FreeBSD jails are far from new. This feature was committed to RELEASE in 2000 with 4.0-RELEASE. While the feature set has drastically grown, I rarely hear it mentioned in conversation discussing the pros and cons of VMware vs VirtualBox vs openVZ vs Linux-KVM.  Those familiar with system virtualization have most likely fiddled VMware,  VirtualBox or Linux-KVM. These hypervisors have the ability to emulate hardware environments and run os’es other than the host. Virtualization solutions like FreeBSD jails and OpenVZ operate differently. They take the monolithic approach, sharing the host kernel with the virtualized operating system container. This provides a low overhead solution, though neither are able to run a different operating system.

The FreeBSD handbook does a fine job of walking one through creation and configuration of jails without use of ports, but it’s not user friendly.
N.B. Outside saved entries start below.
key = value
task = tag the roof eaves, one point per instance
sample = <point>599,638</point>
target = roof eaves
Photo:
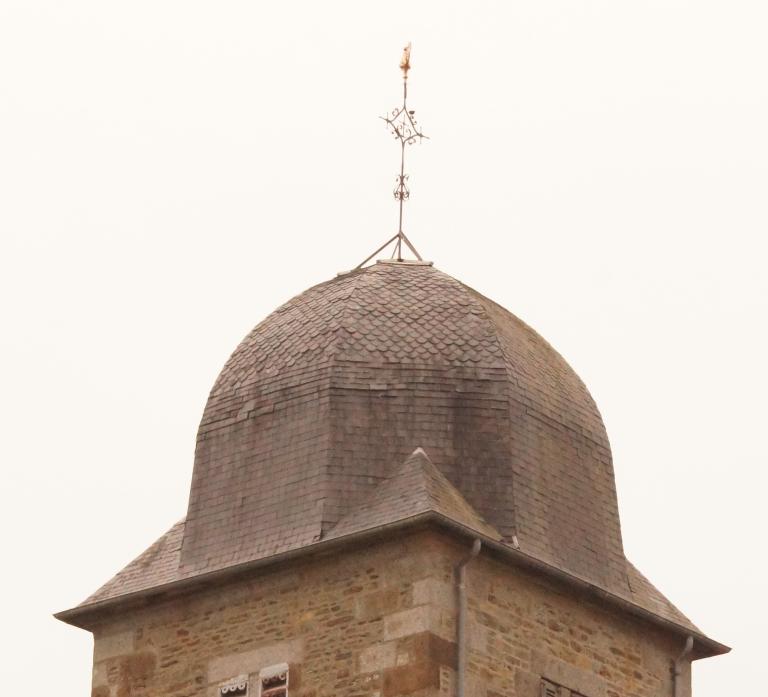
<point>87,616</point>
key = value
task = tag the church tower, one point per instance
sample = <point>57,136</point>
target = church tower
<point>399,488</point>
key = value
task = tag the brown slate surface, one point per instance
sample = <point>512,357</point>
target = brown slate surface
<point>417,486</point>
<point>322,398</point>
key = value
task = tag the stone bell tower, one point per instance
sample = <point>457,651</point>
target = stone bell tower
<point>399,489</point>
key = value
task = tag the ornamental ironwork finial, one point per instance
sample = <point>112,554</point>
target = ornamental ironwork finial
<point>402,124</point>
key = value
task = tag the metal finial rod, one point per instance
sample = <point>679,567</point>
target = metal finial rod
<point>403,126</point>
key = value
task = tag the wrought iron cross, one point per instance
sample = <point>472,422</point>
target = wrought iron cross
<point>402,123</point>
<point>404,127</point>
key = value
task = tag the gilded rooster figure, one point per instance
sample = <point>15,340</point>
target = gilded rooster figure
<point>405,61</point>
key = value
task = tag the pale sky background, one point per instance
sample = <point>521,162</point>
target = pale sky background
<point>171,172</point>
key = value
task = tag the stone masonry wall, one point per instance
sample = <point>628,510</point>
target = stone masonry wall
<point>380,622</point>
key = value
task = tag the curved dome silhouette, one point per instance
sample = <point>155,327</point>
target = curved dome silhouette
<point>390,397</point>
<point>328,396</point>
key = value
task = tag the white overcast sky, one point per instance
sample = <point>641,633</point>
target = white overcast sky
<point>170,172</point>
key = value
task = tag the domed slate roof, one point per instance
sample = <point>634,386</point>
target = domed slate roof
<point>332,391</point>
<point>381,395</point>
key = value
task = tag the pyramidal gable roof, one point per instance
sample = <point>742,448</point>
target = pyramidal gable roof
<point>416,487</point>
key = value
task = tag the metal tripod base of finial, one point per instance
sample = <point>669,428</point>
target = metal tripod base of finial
<point>397,252</point>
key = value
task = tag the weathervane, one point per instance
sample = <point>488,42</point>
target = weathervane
<point>402,123</point>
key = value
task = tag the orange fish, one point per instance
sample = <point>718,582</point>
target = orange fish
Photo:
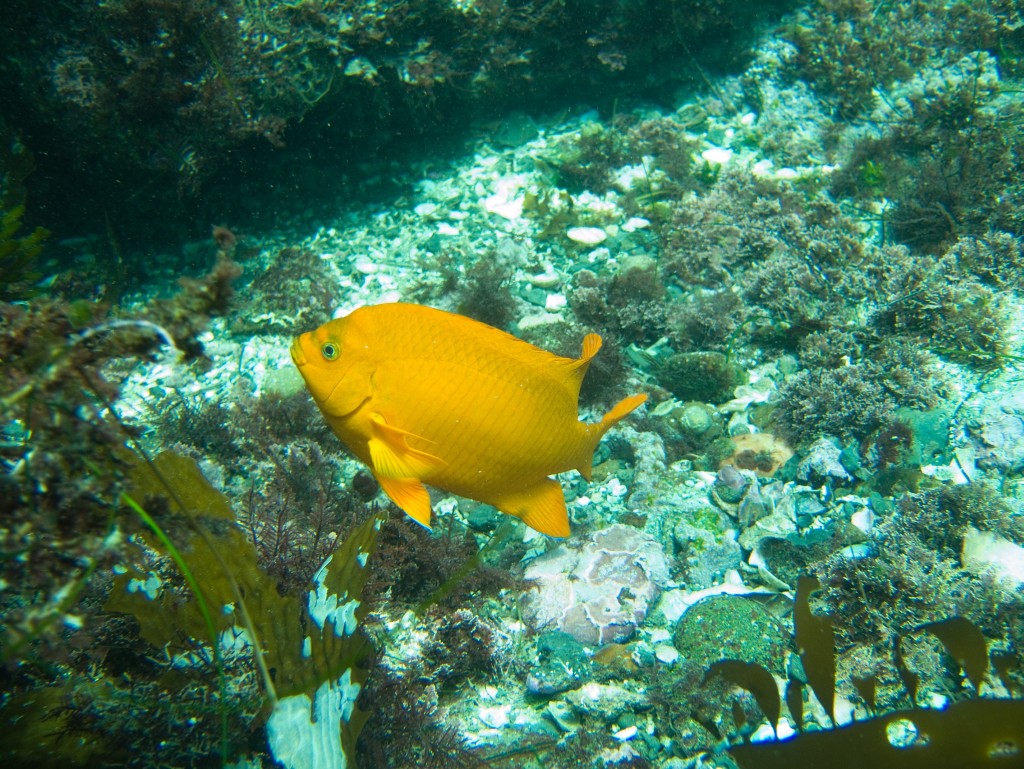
<point>425,396</point>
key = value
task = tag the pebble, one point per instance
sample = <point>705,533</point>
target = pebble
<point>587,236</point>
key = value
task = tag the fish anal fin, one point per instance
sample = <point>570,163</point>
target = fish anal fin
<point>542,508</point>
<point>621,410</point>
<point>391,456</point>
<point>411,496</point>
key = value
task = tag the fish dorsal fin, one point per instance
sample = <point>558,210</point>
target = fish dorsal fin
<point>542,508</point>
<point>411,496</point>
<point>390,455</point>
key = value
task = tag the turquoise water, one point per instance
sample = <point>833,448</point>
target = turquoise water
<point>797,229</point>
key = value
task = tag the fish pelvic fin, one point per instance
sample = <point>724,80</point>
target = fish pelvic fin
<point>411,496</point>
<point>596,431</point>
<point>541,507</point>
<point>390,455</point>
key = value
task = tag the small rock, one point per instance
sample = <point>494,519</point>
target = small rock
<point>587,236</point>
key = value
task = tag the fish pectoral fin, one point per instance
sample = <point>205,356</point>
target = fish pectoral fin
<point>542,508</point>
<point>411,496</point>
<point>391,456</point>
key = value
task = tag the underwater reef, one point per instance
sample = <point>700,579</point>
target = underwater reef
<point>797,230</point>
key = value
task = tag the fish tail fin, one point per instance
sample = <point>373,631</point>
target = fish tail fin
<point>596,431</point>
<point>578,367</point>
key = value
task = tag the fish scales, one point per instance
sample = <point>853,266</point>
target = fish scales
<point>426,396</point>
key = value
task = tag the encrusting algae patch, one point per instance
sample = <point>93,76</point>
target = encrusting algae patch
<point>425,396</point>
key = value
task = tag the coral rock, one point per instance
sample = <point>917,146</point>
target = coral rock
<point>599,591</point>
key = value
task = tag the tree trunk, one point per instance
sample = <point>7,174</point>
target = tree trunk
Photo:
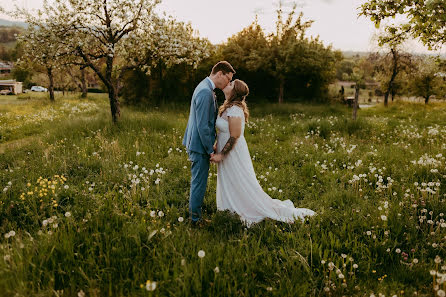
<point>355,103</point>
<point>281,87</point>
<point>386,98</point>
<point>51,86</point>
<point>83,84</point>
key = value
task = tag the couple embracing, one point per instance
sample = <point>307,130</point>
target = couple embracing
<point>237,187</point>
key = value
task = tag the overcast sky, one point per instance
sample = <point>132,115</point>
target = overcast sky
<point>335,21</point>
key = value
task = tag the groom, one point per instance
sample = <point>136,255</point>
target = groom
<point>200,134</point>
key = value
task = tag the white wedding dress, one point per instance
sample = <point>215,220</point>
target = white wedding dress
<point>237,187</point>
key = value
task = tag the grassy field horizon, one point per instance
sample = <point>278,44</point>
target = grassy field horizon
<point>89,208</point>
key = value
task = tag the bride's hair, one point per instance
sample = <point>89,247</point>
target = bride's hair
<point>237,97</point>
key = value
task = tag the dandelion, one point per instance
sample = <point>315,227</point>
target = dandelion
<point>150,286</point>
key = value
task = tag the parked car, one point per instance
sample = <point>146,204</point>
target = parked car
<point>38,89</point>
<point>5,92</point>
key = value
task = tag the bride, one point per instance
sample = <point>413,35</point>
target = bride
<point>237,187</point>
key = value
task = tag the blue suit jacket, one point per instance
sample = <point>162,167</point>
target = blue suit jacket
<point>200,131</point>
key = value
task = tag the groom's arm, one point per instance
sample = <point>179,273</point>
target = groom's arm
<point>203,109</point>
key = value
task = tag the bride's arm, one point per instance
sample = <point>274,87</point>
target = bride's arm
<point>235,130</point>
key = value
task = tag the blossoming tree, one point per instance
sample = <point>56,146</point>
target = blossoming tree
<point>115,36</point>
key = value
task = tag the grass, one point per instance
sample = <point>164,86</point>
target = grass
<point>88,206</point>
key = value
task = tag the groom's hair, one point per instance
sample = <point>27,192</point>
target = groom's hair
<point>222,66</point>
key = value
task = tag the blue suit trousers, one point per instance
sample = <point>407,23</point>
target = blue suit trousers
<point>200,171</point>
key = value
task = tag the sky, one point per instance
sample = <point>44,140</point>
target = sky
<point>336,22</point>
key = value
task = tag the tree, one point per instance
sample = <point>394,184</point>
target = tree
<point>42,49</point>
<point>426,19</point>
<point>285,44</point>
<point>426,81</point>
<point>115,36</point>
<point>286,57</point>
<point>361,72</point>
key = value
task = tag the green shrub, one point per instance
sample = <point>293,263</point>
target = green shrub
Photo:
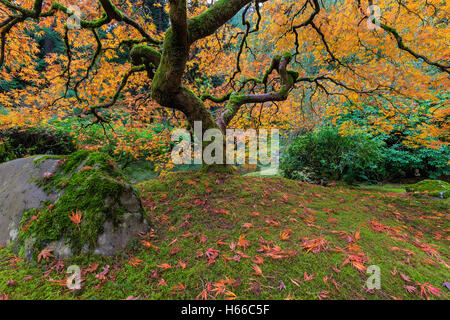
<point>425,162</point>
<point>326,155</point>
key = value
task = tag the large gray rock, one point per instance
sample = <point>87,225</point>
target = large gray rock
<point>20,191</point>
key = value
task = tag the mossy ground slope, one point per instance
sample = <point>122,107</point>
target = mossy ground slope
<point>226,237</point>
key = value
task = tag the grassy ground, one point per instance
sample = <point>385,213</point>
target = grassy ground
<point>219,237</point>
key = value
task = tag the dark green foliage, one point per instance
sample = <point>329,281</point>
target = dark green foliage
<point>416,162</point>
<point>20,142</point>
<point>326,155</point>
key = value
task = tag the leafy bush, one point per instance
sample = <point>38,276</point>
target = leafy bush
<point>20,142</point>
<point>413,162</point>
<point>326,155</point>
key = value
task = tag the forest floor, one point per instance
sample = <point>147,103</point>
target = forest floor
<point>235,237</point>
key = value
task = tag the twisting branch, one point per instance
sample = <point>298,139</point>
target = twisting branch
<point>401,45</point>
<point>287,81</point>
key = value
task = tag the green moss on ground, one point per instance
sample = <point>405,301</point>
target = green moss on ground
<point>90,183</point>
<point>197,215</point>
<point>435,188</point>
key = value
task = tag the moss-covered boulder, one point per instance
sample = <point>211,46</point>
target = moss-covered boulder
<point>70,204</point>
<point>435,188</point>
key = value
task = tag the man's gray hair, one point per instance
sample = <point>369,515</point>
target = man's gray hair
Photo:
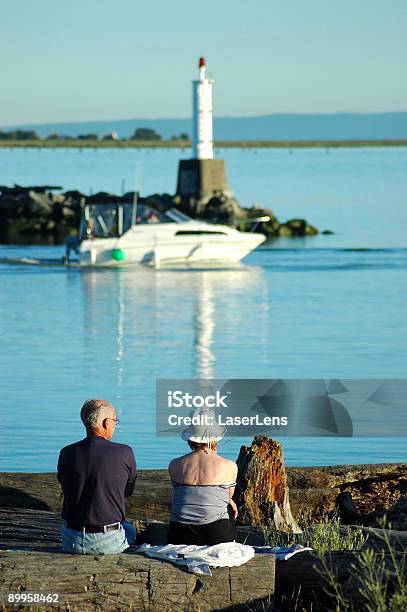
<point>94,411</point>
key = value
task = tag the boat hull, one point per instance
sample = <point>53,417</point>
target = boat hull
<point>228,248</point>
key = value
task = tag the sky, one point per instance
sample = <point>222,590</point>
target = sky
<point>84,60</point>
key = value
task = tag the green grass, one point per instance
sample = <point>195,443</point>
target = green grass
<point>325,536</point>
<point>381,577</point>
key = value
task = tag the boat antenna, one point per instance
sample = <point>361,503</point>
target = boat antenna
<point>137,187</point>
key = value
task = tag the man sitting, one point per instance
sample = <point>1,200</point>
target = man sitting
<point>96,475</point>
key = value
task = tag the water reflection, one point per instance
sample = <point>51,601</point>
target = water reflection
<point>167,322</point>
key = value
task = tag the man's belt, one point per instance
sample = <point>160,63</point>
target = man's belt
<point>94,528</point>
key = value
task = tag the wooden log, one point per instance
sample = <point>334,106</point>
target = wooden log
<point>131,581</point>
<point>311,489</point>
<point>262,491</point>
<point>340,475</point>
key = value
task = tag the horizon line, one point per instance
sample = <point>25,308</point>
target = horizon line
<point>276,114</point>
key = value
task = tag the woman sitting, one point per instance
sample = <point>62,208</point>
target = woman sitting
<point>203,512</point>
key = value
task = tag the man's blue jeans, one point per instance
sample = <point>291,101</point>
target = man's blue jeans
<point>109,543</point>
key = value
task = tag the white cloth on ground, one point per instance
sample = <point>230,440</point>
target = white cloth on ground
<point>199,559</point>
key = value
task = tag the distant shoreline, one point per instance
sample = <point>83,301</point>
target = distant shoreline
<point>178,144</point>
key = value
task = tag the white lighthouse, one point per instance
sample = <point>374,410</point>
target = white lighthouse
<point>202,177</point>
<point>202,102</point>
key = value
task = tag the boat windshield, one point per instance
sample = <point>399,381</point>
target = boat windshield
<point>114,219</point>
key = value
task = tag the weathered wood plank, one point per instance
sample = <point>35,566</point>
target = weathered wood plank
<point>131,581</point>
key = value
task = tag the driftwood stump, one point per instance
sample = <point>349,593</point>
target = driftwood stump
<point>262,491</point>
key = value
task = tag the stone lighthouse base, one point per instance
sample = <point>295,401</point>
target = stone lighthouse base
<point>201,178</point>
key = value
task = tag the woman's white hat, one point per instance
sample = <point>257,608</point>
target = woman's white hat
<point>204,427</point>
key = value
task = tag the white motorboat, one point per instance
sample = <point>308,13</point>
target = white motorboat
<point>121,233</point>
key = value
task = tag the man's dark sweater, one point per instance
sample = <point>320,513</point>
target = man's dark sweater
<point>96,474</point>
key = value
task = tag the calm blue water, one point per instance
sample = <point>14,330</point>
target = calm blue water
<point>326,307</point>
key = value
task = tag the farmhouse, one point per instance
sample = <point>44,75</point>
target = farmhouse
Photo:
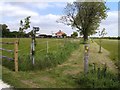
<point>60,34</point>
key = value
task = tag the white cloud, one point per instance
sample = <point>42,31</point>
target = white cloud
<point>16,11</point>
<point>12,14</point>
<point>110,24</point>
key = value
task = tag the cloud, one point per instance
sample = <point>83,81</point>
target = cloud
<point>110,24</point>
<point>12,13</point>
<point>10,10</point>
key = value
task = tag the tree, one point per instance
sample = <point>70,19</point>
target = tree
<point>24,24</point>
<point>101,35</point>
<point>84,16</point>
<point>74,35</point>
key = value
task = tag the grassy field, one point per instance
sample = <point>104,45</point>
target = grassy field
<point>68,72</point>
<point>111,46</point>
<point>58,51</point>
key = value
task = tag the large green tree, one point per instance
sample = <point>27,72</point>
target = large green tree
<point>84,16</point>
<point>74,34</point>
<point>24,25</point>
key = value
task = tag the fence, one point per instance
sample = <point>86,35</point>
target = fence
<point>15,51</point>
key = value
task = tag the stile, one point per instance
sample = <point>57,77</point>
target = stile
<point>16,55</point>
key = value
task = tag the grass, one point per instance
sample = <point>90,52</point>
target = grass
<point>61,76</point>
<point>58,51</point>
<point>97,80</point>
<point>69,74</point>
<point>111,46</point>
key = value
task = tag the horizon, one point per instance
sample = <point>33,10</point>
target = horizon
<point>45,14</point>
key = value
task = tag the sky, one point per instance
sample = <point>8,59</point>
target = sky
<point>44,14</point>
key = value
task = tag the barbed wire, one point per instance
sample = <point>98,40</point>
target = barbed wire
<point>3,49</point>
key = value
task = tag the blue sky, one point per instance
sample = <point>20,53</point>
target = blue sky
<point>45,14</point>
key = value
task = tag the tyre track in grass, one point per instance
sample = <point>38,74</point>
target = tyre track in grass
<point>64,75</point>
The sysutils/ezjail port simplifies the process.

Before you get started, take a look at netstat(1) or sockstat(1). Any service that is bound to all ip’s (:) needs to be assigned to a single ip to avoid conflict.

Add an ip aliases to the server: >ifconfig msk0 192.168.1.100 netmask 255.255.255.255 alias

To make it persistent, update /etc/rc.conf:

ifconfig_msk0_alias0=“192.168.1.100 netmask 255.255.255.255”

Compile the world. If you have not installed the FreeBSD source you may do so using sysinstall by adding the full source distribution. Its a necessary process, and doing it now allows one to pay less attention in the future. Might as well install ezjail now too.

cd /usr/src ; make buildworld ; cd /usr/ports/sysutils/ezjail ; make install clean

By default the jail data lives at /jails. In my instance I wanted the jails to live on another disk at /blahmountpoint, so I updated the ezjail_jaildir variable in /usr/local/etc/ezjail.conf.

Create the base environment for your jails:

ezjail-admin update -p -i

Create your jails with “ezjail-admin create FQDN ip_address”:

ezjail-admin create jailname.yourdomain.net 192.168.1.100

Depending on your application of the virtualized environment, you may want the jail (container) to have the privilege to create raw sockets (ping, traceroute, 3r33th4x) from within your jail. This is disabled by default. You may allow raw sockets to your jail by setting security.jail.allow_raw_sockets to 1, and can be made persistent by updating /etc/sysctl.conf: > sysctl security.jail.allow_raw_sockets=1

Now add ezjail_enable=“YES” to /etc/rc.conf and start your jail with:

/usr/local/etc/rc.d/ezjail start

SSHD is not running by default. You may start services by entering the container (jail) from the host and configuring the network services. You may use “jls” to list the installed jails and enter the container (jail) with jexec:

jexec 1 csh

echo ‘“sshd_enable=“YES”’ >> /etc/rc.conf ; /etc/rc.d/sshd start

Now shell your FreBSD vps and go wild.